Внутренность синагоги очень простая: большая палата с голыми, гладкими, белыми стенами, с двойным рядом колонн, с деревянными скамьями для молящихся и каменным высоким помостом, arona, tebuta, обращенным к Иерусалимскому храму, – отсюда, из Назарета, прямо на полдень. Дверь за тебутой обращена была тоже на полдень и, большею частью, открыта для света. Низенький, со створчатыми дверцами, шкапик, смиренное подобие Ковчега Завета, где хранились пергаментные, на двух деревянных палках развивавшиеся свитки Закона, находился тут же на тебуте, а перед шкапиком – столик на высоких ножках, с наклонной, для чтения, доской. Чтец покрывал голову длинным шерстяным полосатым покровом, головным убором кочевников, в знак того, что Израиль, в пустыне мира, на пути в царство Мессии, – вечный странник.[271]
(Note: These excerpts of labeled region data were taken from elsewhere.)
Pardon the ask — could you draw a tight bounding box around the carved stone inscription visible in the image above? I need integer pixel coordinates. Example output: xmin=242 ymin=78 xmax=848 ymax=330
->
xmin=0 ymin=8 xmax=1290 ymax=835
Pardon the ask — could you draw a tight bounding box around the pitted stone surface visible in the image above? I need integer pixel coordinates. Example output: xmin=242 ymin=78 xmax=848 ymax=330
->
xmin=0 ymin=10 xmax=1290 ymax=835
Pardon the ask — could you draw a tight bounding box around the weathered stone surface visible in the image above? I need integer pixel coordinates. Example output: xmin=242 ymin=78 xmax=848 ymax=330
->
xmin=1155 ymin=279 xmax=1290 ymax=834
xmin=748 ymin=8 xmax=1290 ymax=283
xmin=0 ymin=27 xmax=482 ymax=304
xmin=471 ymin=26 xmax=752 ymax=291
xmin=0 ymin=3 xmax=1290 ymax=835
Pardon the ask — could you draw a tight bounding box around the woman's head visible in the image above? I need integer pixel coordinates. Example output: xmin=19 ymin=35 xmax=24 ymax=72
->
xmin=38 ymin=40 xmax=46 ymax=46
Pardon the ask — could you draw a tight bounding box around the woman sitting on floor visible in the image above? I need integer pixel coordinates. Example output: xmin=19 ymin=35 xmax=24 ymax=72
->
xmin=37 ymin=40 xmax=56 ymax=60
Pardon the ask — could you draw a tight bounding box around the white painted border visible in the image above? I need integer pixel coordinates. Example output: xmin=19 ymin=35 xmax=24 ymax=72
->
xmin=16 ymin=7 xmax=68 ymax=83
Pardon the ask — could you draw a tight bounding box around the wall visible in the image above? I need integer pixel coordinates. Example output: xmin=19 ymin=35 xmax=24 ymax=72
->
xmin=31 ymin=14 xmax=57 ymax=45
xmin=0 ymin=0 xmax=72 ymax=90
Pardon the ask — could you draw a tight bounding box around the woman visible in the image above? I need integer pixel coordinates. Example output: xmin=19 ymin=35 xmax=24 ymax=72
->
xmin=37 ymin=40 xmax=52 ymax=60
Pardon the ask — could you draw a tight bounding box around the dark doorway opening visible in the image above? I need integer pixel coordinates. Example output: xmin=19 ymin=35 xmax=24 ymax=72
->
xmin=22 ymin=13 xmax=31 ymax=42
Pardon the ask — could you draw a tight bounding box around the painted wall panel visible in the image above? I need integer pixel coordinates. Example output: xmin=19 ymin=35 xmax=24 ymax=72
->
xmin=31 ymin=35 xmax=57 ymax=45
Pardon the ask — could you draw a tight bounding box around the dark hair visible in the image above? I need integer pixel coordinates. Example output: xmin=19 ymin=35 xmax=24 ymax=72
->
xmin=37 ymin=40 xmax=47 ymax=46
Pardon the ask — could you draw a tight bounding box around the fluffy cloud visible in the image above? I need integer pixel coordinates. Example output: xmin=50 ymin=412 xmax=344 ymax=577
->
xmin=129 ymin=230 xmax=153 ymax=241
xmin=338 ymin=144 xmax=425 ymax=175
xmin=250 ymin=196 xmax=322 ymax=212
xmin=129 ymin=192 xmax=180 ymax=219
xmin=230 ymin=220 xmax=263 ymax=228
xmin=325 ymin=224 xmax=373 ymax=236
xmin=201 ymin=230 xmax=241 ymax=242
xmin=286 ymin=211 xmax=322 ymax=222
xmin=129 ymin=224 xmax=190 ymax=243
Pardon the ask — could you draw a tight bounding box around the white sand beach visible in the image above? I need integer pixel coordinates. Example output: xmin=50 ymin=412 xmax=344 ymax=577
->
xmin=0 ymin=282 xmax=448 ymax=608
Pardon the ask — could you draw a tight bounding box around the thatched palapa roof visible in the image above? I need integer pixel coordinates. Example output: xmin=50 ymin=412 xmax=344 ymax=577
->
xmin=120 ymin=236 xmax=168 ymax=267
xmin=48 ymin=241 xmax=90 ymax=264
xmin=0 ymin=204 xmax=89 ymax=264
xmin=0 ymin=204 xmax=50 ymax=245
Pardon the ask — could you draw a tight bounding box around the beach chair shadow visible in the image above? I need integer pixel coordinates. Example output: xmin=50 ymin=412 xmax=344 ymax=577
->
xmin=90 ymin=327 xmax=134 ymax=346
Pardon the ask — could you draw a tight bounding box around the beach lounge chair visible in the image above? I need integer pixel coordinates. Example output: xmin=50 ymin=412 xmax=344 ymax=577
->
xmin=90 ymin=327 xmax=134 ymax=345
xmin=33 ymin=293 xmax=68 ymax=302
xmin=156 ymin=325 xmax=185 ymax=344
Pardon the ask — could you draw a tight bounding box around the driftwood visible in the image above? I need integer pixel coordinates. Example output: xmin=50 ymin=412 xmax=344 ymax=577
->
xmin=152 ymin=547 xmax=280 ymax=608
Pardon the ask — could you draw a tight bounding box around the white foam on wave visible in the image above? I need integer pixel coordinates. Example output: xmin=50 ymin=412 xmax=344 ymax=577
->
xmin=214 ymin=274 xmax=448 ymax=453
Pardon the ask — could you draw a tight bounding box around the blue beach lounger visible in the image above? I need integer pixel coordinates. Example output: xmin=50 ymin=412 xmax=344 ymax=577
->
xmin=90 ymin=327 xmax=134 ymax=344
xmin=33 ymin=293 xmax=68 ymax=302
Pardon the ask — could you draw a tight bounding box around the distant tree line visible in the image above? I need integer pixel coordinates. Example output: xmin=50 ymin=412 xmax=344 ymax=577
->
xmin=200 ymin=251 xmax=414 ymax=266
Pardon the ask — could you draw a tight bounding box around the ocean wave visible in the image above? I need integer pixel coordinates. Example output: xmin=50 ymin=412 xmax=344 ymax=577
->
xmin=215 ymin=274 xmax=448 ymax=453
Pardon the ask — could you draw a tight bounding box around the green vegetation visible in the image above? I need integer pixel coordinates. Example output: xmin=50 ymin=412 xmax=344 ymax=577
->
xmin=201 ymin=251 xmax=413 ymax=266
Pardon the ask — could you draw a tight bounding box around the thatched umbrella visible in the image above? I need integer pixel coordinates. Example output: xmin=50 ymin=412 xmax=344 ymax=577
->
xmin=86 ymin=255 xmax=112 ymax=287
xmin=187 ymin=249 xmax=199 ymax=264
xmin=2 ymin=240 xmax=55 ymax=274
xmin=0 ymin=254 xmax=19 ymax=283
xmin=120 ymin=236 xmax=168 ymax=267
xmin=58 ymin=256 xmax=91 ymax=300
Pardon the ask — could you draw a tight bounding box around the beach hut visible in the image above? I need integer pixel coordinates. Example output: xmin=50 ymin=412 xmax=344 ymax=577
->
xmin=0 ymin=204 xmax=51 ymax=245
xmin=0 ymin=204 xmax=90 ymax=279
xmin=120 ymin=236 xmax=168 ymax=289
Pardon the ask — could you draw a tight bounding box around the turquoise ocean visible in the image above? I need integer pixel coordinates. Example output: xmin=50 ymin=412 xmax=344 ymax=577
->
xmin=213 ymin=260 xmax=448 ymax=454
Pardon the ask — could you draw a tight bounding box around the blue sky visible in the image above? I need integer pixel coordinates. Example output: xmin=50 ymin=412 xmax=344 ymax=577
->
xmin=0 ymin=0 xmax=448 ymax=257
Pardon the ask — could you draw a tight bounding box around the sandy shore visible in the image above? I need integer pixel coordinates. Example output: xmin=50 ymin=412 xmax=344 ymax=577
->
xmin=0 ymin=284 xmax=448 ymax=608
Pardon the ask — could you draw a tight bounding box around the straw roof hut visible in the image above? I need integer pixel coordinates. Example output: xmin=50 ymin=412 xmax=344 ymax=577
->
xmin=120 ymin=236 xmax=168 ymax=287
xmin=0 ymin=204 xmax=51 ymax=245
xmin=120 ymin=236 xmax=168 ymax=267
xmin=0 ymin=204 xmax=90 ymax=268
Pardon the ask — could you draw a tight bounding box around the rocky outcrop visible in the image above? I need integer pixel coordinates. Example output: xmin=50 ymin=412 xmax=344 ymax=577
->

Сидя на скамье, лицом к тебуте, через открытую за нею дверь, маленький Иешуа мог видеть уходивший по золотому морю иезреельских пажитей, свой будущий, последний путь в Иерусалим, на Голгофу.
Учится, вероятно, и дома: свитки Закона хранились иногда и в самых бедных домах. Школы раввинов едва ли посещал; Сам не был никогда, в школьном смысле, «учителем Израиля». – «Как он знает Писания, не учившись?» – дивятся иерусалимские книжники (Ио. 7, 15), должно быть, потому, что Он имеет вид не ученого rabbi, а простого поселянина, амгаареца, пастуха или каменщика, «строительных дел мастера», наггара.[272] В поле, за плугом, и в мастерской, за станком, дома, за вечерей, и в пути, под шатром, везде и всегда, учатся люди Закону и молятся, как дышат; Бога благодарят за каждый кусок хлеба и глоток вина. «Слушай, Израиль», schema Iesreel, повторял, должно быть, и маленький Иешуа трижды в день, как все иудеи, за тысячу лет до Него и через две тысячи – после.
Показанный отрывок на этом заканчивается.